For individual konzo sufferers, treatment options are minimal. The muscles in the legs tighten and contract to a varying extent (“spastic paraparesis,“ or “tetraparesis“ if all four limbs are affected). In mild cases, people can still walk unaided, albeit with the tiptoeing “tied legs” gait that gives the disease its name. In moderate cases, crutches or walking sticks are needed. In severe cases, people’s legs are completely paralysed (“spastic paraplegia“). Physical therapy can help people manage their symptoms, but the motor neuron damage is irreversible. This is particularly devastating in societies with very little formal health or social support—where physiotherapy, for example, is not widely available, and where income is often earned via physical labour.

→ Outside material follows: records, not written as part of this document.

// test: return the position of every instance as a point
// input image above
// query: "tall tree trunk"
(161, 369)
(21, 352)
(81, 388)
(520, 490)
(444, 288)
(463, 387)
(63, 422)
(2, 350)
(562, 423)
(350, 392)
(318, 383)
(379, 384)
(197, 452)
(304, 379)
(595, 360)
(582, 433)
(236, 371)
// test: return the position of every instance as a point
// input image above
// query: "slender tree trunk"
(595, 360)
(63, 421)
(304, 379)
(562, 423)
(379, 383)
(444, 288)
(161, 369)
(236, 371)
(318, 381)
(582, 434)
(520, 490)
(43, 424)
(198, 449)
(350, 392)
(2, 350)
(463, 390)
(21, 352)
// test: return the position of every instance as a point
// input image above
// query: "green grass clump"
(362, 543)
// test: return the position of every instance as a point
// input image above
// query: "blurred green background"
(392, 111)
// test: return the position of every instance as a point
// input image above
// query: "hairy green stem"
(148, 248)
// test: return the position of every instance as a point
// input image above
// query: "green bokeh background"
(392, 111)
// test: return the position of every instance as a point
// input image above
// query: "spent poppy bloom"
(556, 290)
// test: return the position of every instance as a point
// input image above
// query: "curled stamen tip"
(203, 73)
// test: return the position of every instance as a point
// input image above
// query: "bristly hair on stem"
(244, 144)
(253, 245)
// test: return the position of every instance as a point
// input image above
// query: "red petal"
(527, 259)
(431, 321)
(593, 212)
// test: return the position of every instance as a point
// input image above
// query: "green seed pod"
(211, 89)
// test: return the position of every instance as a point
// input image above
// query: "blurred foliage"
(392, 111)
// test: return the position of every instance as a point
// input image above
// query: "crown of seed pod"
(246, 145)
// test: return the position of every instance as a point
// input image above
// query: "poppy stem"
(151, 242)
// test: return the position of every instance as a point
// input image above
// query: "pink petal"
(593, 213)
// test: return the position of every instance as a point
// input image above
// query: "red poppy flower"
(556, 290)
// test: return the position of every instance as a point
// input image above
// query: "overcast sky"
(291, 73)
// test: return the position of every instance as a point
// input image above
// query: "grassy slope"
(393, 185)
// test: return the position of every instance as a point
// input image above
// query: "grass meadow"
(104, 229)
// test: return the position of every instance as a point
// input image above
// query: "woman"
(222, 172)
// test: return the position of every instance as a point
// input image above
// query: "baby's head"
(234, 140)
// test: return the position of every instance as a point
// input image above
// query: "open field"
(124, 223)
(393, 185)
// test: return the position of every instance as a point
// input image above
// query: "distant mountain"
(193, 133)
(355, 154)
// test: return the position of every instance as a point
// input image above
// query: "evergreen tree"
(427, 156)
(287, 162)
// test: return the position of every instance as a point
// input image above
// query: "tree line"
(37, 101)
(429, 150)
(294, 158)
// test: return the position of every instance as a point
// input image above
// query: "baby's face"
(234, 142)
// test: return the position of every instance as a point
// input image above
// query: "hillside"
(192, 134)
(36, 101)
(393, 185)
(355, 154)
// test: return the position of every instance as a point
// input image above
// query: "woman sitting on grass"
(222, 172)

However, in 2004, it was discovered that the disease is completely and easily preventable. A recently retired Australian plant scientist named Howard Bradbury discovered that an additional step in cassava processing—namely, wetting cassava flour with water and leaving the resulting paste to stand for five hours—would greatly reduce cyanogen levels. As long as the gloop contains sufficient linamarase, a natural enzyme that should be present in the flour anyway, and there is adequate ventilation to allow the safe outgassing of hydrogen cyanide, the procedure—not too dissimilar, of course, from the “rain-washing” the old man in Nampula had described—will nearly always reduce human cyanide exposure to safe levels. Subsequently, Bradbury discovered that in direct sunlight, the enzyme works even faster: just two hours will suffice. The water requirements are modest, and field trials in east and central Africa have shown this “wetting method” to be practical, effective, and widely welcomed by women in vulnerable villages.
The story of cassava and konzo should not alarm global connoisseurs of tapioca pudding, bamboo shoots, and sweet almonds. It demonstrates that well-nourished, well-educated, and wealthy people generally have very little to fear from eating potentially cyanide-containing food plants. Only a sustained period of consumption of large amounts of inadequately prepared bitter cassava—which only occurs in conjunction with a collection of other disagreeable social and environmental circumstances—causes the disease. In short: only poor people suffer the curse of konzo.